Fifth: The fields of punditry are littered with failed predictions that this scandal, at last, will be the one Trump cannot survive, but it is nevertheless stunning how badly the White House seems to have misread the politics of this. Even many senior Republicans are balking at making excuses for the timing of Comey’s sacking. Trump, rather notoriously, seems to regard any form of criticism as personal betrayal—a declaration that one has joined the enemy camp. He therefore seems not to have grasped that, notwithstanding the array of harsh criticisms leveled at Comey by lawmakers of both parties, the director enjoyed broad bipartisan respect, built up over a long career. His actions over the past six months may have drawn down that reservoir of goodwill, but they have not exhausted it. Much has been made of Trump’s willingness to flout longstanding political norms, but what’s less often observed is that this appears to be as much a function of ignorance as brazenness. That is, it’s not just that he’s decided he can get away with breaking the rules—which thus far he has—but that he routinely seems to do so unwittingly, unaware of what the rules are. Many have expressed incredulity that the White House truly believed it could take this step without provoking a political firestorm; I find it all too plausible. As a result, they’ve been caught unprepared, without any credible story that would give members of his own party cover to defend the move with a straight face.

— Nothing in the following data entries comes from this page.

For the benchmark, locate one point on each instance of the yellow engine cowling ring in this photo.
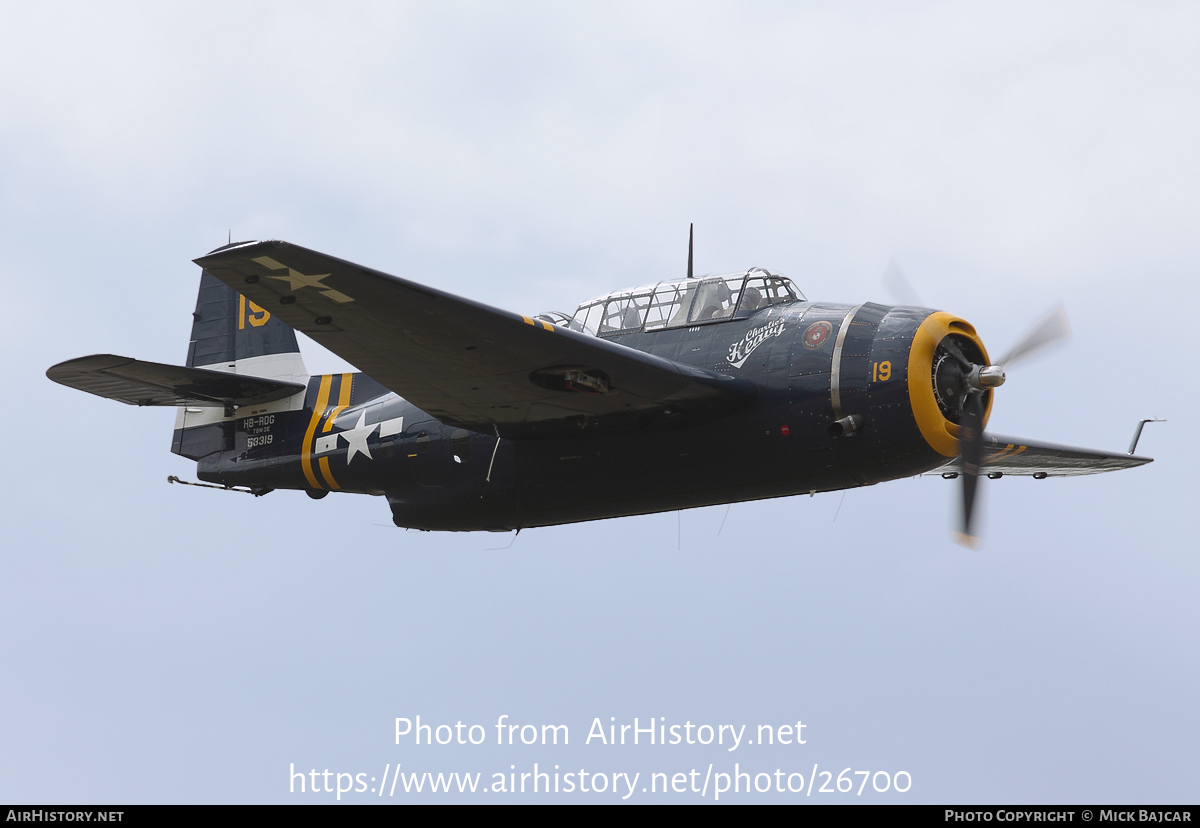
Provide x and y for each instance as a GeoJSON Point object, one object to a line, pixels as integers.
{"type": "Point", "coordinates": [941, 433]}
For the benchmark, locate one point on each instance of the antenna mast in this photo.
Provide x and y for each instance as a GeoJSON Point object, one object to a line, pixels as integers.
{"type": "Point", "coordinates": [691, 227]}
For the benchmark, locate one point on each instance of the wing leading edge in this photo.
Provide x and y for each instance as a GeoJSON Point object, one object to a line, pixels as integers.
{"type": "Point", "coordinates": [466, 363]}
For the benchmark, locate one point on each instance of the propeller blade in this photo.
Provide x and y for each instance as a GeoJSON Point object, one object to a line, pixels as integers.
{"type": "Point", "coordinates": [971, 449]}
{"type": "Point", "coordinates": [895, 283]}
{"type": "Point", "coordinates": [1049, 330]}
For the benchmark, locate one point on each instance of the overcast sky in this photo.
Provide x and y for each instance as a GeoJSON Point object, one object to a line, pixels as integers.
{"type": "Point", "coordinates": [160, 643]}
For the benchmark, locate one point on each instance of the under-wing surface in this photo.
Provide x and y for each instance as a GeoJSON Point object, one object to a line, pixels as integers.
{"type": "Point", "coordinates": [684, 393]}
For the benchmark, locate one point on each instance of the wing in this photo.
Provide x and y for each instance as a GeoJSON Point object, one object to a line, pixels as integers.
{"type": "Point", "coordinates": [138, 383]}
{"type": "Point", "coordinates": [465, 363]}
{"type": "Point", "coordinates": [1012, 455]}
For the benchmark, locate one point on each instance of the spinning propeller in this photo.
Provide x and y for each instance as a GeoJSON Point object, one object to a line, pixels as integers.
{"type": "Point", "coordinates": [961, 382]}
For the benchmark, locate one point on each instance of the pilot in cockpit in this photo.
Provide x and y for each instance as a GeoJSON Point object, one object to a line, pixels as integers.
{"type": "Point", "coordinates": [751, 300]}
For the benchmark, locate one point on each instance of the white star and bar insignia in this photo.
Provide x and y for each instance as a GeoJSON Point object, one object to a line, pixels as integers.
{"type": "Point", "coordinates": [298, 281]}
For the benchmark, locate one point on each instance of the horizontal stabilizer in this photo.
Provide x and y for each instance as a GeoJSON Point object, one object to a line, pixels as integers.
{"type": "Point", "coordinates": [1012, 455]}
{"type": "Point", "coordinates": [138, 383]}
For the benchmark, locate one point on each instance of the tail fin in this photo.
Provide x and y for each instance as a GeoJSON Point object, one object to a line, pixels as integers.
{"type": "Point", "coordinates": [229, 333]}
{"type": "Point", "coordinates": [233, 335]}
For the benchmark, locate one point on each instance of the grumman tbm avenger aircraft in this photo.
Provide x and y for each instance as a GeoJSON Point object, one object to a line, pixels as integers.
{"type": "Point", "coordinates": [685, 393]}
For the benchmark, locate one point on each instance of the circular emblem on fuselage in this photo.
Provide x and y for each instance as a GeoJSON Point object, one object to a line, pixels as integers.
{"type": "Point", "coordinates": [816, 334]}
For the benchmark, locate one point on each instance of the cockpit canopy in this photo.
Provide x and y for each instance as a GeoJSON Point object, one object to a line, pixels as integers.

Sixth, and finally: The question of Comey’s replacement is hugely significant, and the confirmation hearings for the next FBI director are bound to be explosive. One consistent theme of Trump’s business career is that he has always viewed the law as a cudgel with which to bludgeon adversaries—whether it’s contractors coerced to accept half-payments by the prospect of ruinously expensive litigation or journalists mired in frivolous libel suits for printing unflattering sentences. The prospect of a Federal Bureau Investigation run in the same way ought to be genuinely frightening, and with Comey out of the way, it seems all too possible.